Using Rabbit Milk for Hemophilia Treatment

Hemophilia Reports, March 2016, Volume 3, Issue 1

Researchers from the LFB USA Inc. in Framingham, Mass. engineered rabbits and raised them in order to produce milk with the blood clotting factor VII (FVII) agent for use in human patients with hemophilia.

Milk from rabbits may be used to find a cure for hemophilia, according to a report published in the Telegram of Worcester, MA.

Researchers from the LFB USA Inc. in Framingham, Mass. engineered rabbits and raised them in order to produce milk with the blood clotting factor VII (FVII) agent for use in human patients with hemophilia. Their idea is that the rabbit produced milk could compete with hemophilia treatments made the “old fashioned way,” from human blood. The tests using rabbit produced FVII were in progress at press time in human patients in France.

“We’re getting ourselves positioned for launch and commercialization operations,” veterinarian and LFB USA president William G. Gavin told the Telegram. “This is the time to get this facility up and running.”

Previously, the researchers developed 1,000 genetically engineered goats, which were capable of producing the human breakup clot protein called antithrombin III in their milk. That protein is sold as ATryn by LFB subsidiary rEVO Biologics. It is designed to prevent clotting problems in patients who lack antithrombin either before surgery or childbirth. rEVO wants to expand the use of the goat protein by eventually testing it as a treatment for preeclampsia.

The developers wanted to create an animal produced FVII, but knew the goats would not be appropriate.

“The rabbit milk did the best job of the carbohydrate pattern and the decoration on that molecule,” Gavin said.

About 410 New Zealand white rabbits reside in the 12,000 square foot facility and are tended to by between eight and 10 researchers. The company hopes to reach 1,000 rabbits on site by 2017. The Telegram article added that female rabbits are ready for reproduction and milk production at about five to six months old, and have litters as big as 10 kits. The female mothers produce milk for about three weeks after giving birth. One estimate said the average output of a rabbit it about 200 milliliters per day.

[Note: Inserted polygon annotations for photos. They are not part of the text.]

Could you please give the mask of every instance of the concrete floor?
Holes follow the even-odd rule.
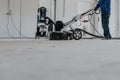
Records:
[[[120,40],[0,40],[0,80],[120,80]]]

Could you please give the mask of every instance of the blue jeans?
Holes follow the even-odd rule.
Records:
[[[109,30],[109,18],[110,18],[110,14],[101,14],[102,27],[104,31],[104,37],[106,39],[111,39],[111,34]]]

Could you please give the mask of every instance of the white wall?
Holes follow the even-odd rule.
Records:
[[[9,0],[9,2],[11,16],[6,15],[8,0],[0,0],[0,37],[34,37],[38,0]]]

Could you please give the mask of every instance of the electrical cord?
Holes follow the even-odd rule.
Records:
[[[7,15],[7,24],[6,24],[5,27],[6,27],[6,29],[7,29],[7,33],[8,33],[8,35],[9,35],[11,38],[15,39],[15,38],[10,34],[10,31],[9,31],[8,26],[9,26],[9,15]]]

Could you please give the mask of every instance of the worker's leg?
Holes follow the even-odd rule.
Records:
[[[111,34],[109,31],[109,18],[110,18],[110,14],[102,14],[102,27],[104,30],[104,37],[106,39],[111,39]]]

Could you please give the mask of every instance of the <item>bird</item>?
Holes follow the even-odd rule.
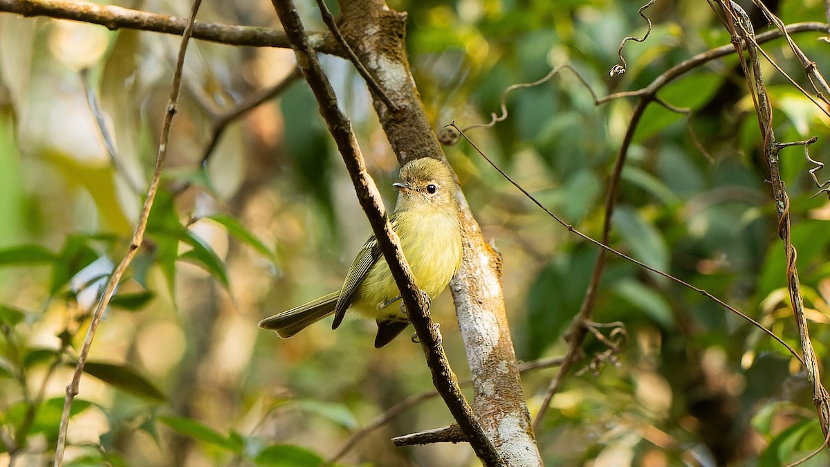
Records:
[[[445,162],[428,157],[407,162],[393,184],[398,200],[389,221],[418,288],[437,297],[456,275],[462,245],[458,200],[452,171]],[[332,329],[347,310],[375,320],[374,347],[392,342],[409,324],[400,292],[373,234],[352,263],[340,290],[261,321],[259,327],[290,337],[334,313]]]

The rabbits are kept indoors, but are visible to the workers through windows. While the goats are kept together and reside in barns and are milked like any regular cow dairy, the rabbits are taken to hammock like structures and hooked up to tubes. The milking takes about six minutes and then the rabbits are permitted to go back into their cages which contain perches for climbing and balls to occupy themselves.

“We don’t support the use of transgenic animals, especially in that field, because there are other alternatives those companies could use” for production, Pascaline Clerk, senior director of policy and advocacy for the US Humane Society’s animal research issues department, told the Telegram.

However, LFB is not the only company testing animal milk for hemophilia cures. The Dutch company Pharming NV uses rabbits to produce a treatment for hereditary angioedema.

The LFB researchers added that notable developments in hemophilia treatments, including ACE910, are important to FVII production for patients.